Vulin has known Galis for the best part of two decades and trusts him as his primary supplier of black winter truffles and Provence asparagus. At his farm down in the south of France (somewhere between hectares upon hectares of petit oak trees (many of them smaller than two meters) shade the rich bounty hidden in the earth below—as Vulin makes his way down the rows, following Gina’s excited tail wagging, Galis explains what to look out for. A telltale crack in the soil indicates the presence of the truffles as they swell, taking in the moisture and nutrients from the surrounding earth, he tells us. Gina barks excitedly and is rewarded with a treat, and Vulin gets to work, kneeling down to gently break the soil with his hands to reveal a small, juvenile truffle—it is only autumn, and it has some way to go yet until it reaches its prime come winter.
“We struggled to follow [the dogs] as they move so quickly, sniffing here and there,” laughs Vulin. “You can be sure that when they start scratching at the ground that there is a 99% chance that there will be a truffle below. Dig in, and straight away you will have that smell that surrounds you.” To Vulin, the scent of the truffle and the undergrowth brings back some of his fondest childhood memories—perhaps, this is one reason why he insists on trying the product at its source, before bringing it to the dining table at The Tasting Room.

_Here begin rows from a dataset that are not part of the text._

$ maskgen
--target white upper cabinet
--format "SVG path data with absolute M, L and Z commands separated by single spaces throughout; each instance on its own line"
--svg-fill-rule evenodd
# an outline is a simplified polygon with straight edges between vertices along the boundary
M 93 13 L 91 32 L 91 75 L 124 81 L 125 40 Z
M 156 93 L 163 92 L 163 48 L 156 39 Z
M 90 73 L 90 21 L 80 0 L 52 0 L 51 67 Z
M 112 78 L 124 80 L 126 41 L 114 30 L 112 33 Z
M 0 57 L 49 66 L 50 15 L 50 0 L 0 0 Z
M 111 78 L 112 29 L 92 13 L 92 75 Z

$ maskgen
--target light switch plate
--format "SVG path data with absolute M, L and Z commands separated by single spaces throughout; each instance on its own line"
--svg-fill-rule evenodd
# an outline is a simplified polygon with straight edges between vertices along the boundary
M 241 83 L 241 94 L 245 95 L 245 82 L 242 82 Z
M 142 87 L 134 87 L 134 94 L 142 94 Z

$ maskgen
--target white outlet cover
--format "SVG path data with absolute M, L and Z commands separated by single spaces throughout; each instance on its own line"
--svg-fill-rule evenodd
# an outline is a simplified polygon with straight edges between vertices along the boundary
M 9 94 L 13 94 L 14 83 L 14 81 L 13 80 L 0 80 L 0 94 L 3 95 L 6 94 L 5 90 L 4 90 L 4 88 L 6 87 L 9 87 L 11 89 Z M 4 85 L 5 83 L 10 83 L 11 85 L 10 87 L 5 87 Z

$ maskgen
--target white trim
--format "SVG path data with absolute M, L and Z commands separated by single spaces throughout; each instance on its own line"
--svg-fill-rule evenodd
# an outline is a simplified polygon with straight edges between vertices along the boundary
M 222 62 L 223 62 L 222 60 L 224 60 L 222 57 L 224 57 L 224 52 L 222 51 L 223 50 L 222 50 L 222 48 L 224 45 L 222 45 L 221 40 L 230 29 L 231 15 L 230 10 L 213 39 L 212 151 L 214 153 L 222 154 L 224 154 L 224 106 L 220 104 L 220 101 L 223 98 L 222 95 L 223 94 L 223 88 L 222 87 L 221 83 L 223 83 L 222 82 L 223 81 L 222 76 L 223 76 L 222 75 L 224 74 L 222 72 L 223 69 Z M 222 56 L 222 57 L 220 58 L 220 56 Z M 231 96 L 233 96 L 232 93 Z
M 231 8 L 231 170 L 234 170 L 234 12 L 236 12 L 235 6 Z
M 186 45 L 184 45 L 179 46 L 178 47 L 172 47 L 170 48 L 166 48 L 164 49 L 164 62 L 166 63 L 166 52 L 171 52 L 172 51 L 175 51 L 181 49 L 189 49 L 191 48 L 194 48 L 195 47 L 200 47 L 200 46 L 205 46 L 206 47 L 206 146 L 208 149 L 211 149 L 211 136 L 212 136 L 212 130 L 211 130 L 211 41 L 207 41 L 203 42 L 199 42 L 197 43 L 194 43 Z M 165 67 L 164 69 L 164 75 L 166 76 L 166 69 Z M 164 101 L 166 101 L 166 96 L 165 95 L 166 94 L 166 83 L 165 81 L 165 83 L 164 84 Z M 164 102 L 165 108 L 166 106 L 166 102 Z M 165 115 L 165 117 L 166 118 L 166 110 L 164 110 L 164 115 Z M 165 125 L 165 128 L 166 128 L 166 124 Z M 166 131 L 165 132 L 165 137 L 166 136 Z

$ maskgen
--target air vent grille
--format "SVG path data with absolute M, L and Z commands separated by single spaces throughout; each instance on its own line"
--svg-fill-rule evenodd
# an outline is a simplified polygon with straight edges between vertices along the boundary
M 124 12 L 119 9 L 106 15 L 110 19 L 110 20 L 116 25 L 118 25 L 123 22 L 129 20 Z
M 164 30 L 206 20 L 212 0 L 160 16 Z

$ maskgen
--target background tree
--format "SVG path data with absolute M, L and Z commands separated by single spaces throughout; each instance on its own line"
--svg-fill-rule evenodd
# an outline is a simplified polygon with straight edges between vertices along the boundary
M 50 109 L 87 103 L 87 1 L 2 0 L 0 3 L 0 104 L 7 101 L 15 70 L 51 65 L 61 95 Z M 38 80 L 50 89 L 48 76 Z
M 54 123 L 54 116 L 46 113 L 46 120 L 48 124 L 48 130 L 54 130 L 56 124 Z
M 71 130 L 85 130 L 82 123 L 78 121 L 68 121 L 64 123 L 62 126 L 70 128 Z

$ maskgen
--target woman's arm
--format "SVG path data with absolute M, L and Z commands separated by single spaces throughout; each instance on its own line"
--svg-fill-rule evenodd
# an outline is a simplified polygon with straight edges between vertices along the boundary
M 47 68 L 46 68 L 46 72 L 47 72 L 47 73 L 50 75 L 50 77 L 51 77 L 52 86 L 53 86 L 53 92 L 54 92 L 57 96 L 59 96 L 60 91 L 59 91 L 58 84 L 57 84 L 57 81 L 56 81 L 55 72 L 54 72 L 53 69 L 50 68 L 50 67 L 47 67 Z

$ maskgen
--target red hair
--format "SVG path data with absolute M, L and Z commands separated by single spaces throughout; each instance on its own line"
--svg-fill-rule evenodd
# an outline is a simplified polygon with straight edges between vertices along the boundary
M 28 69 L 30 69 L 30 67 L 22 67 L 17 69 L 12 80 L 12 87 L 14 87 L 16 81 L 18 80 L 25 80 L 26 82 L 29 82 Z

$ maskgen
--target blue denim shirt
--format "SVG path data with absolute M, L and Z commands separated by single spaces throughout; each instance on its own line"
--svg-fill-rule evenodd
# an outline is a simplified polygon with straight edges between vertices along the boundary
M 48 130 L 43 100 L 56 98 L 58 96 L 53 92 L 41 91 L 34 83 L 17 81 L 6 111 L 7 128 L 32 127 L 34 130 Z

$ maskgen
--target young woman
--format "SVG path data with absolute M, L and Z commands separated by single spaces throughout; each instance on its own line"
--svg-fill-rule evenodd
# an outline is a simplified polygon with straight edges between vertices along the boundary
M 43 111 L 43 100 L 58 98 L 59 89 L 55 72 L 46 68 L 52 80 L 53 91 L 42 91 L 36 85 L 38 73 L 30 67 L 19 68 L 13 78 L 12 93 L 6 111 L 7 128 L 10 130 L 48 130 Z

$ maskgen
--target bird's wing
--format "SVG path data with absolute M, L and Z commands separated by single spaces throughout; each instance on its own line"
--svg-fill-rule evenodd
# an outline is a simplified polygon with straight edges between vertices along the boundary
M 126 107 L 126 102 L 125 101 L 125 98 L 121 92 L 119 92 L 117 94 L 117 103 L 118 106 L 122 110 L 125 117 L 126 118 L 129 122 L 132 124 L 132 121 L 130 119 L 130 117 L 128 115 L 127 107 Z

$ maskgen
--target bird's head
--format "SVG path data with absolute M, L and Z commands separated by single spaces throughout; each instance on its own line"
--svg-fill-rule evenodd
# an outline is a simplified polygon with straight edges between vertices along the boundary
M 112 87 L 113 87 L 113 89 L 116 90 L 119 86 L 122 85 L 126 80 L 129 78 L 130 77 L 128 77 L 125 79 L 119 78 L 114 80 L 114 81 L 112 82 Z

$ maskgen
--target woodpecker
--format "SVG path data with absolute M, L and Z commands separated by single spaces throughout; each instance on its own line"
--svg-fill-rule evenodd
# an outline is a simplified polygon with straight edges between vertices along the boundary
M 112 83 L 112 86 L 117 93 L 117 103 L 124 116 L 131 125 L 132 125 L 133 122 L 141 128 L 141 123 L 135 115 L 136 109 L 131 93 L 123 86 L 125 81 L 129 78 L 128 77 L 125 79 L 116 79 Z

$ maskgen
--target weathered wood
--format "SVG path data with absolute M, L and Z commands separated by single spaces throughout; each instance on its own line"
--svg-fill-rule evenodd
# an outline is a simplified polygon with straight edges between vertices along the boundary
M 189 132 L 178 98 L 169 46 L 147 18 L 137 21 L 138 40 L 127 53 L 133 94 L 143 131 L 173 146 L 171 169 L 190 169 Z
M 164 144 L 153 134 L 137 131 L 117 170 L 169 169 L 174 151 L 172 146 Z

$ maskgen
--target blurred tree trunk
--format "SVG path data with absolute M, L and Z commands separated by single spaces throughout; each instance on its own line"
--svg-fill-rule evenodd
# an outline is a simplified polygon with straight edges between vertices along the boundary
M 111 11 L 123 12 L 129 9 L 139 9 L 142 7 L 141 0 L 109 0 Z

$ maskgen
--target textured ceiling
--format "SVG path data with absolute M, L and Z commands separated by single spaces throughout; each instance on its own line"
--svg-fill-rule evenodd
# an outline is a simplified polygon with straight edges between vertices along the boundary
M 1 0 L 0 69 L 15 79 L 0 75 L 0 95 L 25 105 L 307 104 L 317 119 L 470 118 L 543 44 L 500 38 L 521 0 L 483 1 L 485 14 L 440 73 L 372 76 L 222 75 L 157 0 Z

While items such as truffle and caviar are used as luxurious garnishes for his signature creations, to Vulin their sourcing is as important as that of the primary ingredient. For most of the dishes utilising caviar at The Tasting Room, Vulin insists on Kaviari—a slick, family-run operation was one of the first in the world to adopt eco-conscious production methods while maintaining high quality caviar products. They are involved every step of the way, from assessing the quality of the water to the harvesting of the eggs alongside fish farmers. The eggs are then matured in the Kaviari labs by a caviar master, whose role is not unlike that of a cellar master.
Over brunch at Kaviari headquarters in Paris with executive director Karin Nebot, Vulin tasted several varieties; at The Tasting Room, he works primarily with the Kristal caviar, sourced from China’s Thousand Lakes district.“This is an amazing caviar with large grains, a buttery hazelnut taste, and a great texture,” he explains. “It is also very easy to work with. This is what you will find on almost all my recipes that involve caviar.”
For Vulin, everything is tasted and trusted, completing the journey of an ingredient from the source to the table. Perhaps, this is the real definition of luxury, which extends beyond the prestige and pedigree of the products themselves.